3 R. Oui. C'est exact. Mais je me souviens également que vendredi, lorsque

4 j'ai répondu à une question posée par l'Accusation, j'avais dit qu'à

5 l'époque Maglaj était une enclave vers lesquelles les troupes de la

6 FORPRONU n'étaient pas allées. Nous avions très, très peu de renseignements

7 sur l'enclave de Maglaj de ce fait.

8 Q. Par voie de conséquences, ce fait pour ce qui est de votre organigramme

9 indique que vous ne pouvez pas affirmer avec certitude que le fait soit un

10 fait avéré.

11 R. Oui. Je ne peux pas vous dire en toute certitude qu'il y avait à Maglaj

12 un bataillon, à savoir, le 4e Bataillon de la 7e Brigade.

13 Q. Dans la colonne où il est question de la structure de commandement sous

14 "Travnik", l'on voit le nom du commandant de ce 1er Bataillon, Asim Koricic,

15 n'est-ce pas ?

16 R. C'est ce qui est indiqué par l'organigramme, effectivement. Je ne me

17 souviens pas s'il était le commandant à l'époque.

18 Q. D'après ce que vous avez fourni comme réponse à mon éminent confrère,

19 cela serait censé être un fait vérifié, n'est-ce pas ?

20 R. C'est exact. Oui.

21 Mme RESIDOVIC : [interprétation] Je demanderais à ce que l'on montre au

22 témoin une des responsables supérieurs du QG de la brigade et des officiers

23 supérieurs travaillant dans les salles de l'école à compter du 12 janvier

24 1993. Il s'agit d'un document de la 7e Brigade musulmane, et nous avons

25 obtenu celui-ci des mains du bureau du Procureur.

Page 6114

1 Q. Il s'agit d'un document daté du 12 janvier 1993, et comme vous pouvez

2 le voir, au point "1" il est indiqué que Koricic Asim est le commandant de

3 la 7e Bridage musulmane. Est-ce que c'est bien cela qui découle de ce

4 document, Monsieur ?

5 M. LE JUGE ANTONETTI : Monsieur Withopf.

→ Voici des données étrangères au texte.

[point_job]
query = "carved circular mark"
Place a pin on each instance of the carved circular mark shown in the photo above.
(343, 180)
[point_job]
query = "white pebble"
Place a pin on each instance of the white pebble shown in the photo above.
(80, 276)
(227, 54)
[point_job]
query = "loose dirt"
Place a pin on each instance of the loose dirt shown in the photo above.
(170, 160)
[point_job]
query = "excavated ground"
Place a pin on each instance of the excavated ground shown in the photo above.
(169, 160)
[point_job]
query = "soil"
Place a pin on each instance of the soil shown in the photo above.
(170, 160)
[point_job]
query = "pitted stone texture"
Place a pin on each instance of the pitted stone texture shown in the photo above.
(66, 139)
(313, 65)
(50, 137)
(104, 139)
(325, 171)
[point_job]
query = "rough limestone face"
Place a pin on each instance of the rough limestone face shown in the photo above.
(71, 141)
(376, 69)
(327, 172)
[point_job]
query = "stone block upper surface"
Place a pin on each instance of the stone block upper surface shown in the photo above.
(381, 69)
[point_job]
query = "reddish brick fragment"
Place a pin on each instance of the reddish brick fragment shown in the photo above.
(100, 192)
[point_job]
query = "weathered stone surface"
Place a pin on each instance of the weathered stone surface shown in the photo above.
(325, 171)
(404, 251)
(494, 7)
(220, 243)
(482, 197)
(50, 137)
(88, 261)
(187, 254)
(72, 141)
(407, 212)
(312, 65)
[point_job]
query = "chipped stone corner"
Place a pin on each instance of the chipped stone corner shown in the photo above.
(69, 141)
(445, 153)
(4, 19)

6 M. WITHOPF : [interprétation] Monsieur le Président, je soulève une

7 objection par rapport à ces questions, et ce, pour deux raisons : dans un

8 premier temps, le nom, qui est mentionné sur la pièce à conviction de

9 l'Accusation P123, n'est pas Asim Koricic. Ce n'est pas le nom qui se

10 trouve mentionner dans le document qui est montré maintenant au témoin et

11 qui porte la date du 12 janvier 1993. S'il y a une différence entre les

12 deux documents, je dirais que le document du 12 janvier 1993 porte sur la

13 situation qui prévalait le 12 janvier 1993, alors que l'autre document est

14 un document relatif à la situation ultérieure, la situation du reste de

15 l'année 1993. Pour ces deux raisons, je présente une objection par rapport

16 aux questions qui ont été posées au témoin.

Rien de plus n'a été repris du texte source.